La Madre Shi dijo de repente con agitación: —¿Va a matar a mi hijo después de matarme a mí? ¡Qué clase de hija puede ser tan cruel! ¡Mi hijo ha sido absolutamente sincero con usted!
Murong Man se acercó de inmediato y le tapó la boca a la Madre Shi, preocupada de que su voz alta pudiera atraer a extraños.
Luego sacó una cuerda de su pecho y la apretó ferozmente alrededor del cuello de la Madre Shi.
Comparada con una daga, la cuerda era una mejor arma, evitándole las salpicaduras de sangre, que serían difíciles de explicar.
Mientras apretaba la cuerda, se burló: —Tiene razón, después de que muera, ¡su hijo se reunirá pronto con usted! ¡Quizá en la otra vida puedan ser una mejor madre e hijo!
El Guardia Shi luchó frenéticamente, intentando hacer un sonido para detenerla, pero todo su cuerpo estaba débil y no pudo producir ningún sonido ni detener las acciones de Murong Man.
Vio la dureza en los ojos de Murong Man, un marcado contraste con la Murong Man gentil y amable que guardaba en su corazón.
La Madre Shi estaba a punto de morir.
Justo en ese momento, las voces de gente hablando resonaron desde fuera del callejón.
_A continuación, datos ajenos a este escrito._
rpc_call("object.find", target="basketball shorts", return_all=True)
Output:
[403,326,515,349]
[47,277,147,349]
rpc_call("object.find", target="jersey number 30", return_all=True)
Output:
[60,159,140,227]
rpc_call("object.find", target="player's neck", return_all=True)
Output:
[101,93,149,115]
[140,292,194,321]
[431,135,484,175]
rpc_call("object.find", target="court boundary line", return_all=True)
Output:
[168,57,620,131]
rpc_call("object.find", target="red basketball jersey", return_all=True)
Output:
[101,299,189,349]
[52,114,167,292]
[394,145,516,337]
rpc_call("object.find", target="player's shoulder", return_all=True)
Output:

La mano de Murong Man tembló, luego apretó su agarre una vez más, asegurándose de que la Madre Shi estuviera muerta antes de guardar rápidamente el arma homicida en su pecho y caminar tranquilamente hacia la puerta.
Pegó la oreja a la puerta; las voces se habían desvanecido. Luego abrió la puerta para asomarse, no vio a nadie alrededor y salió lentamente.
«¡Suéltenme! ¡Suéltenme!»
«¡Que alguien salve a mi madre!»
El Guardia Shi observó a su madre en el suelo y gritó en su corazón.
¡De repente, la puerta se abrió de un empujón desde fuera!
El Guardia Shi pensó que era Murong Man que regresaba.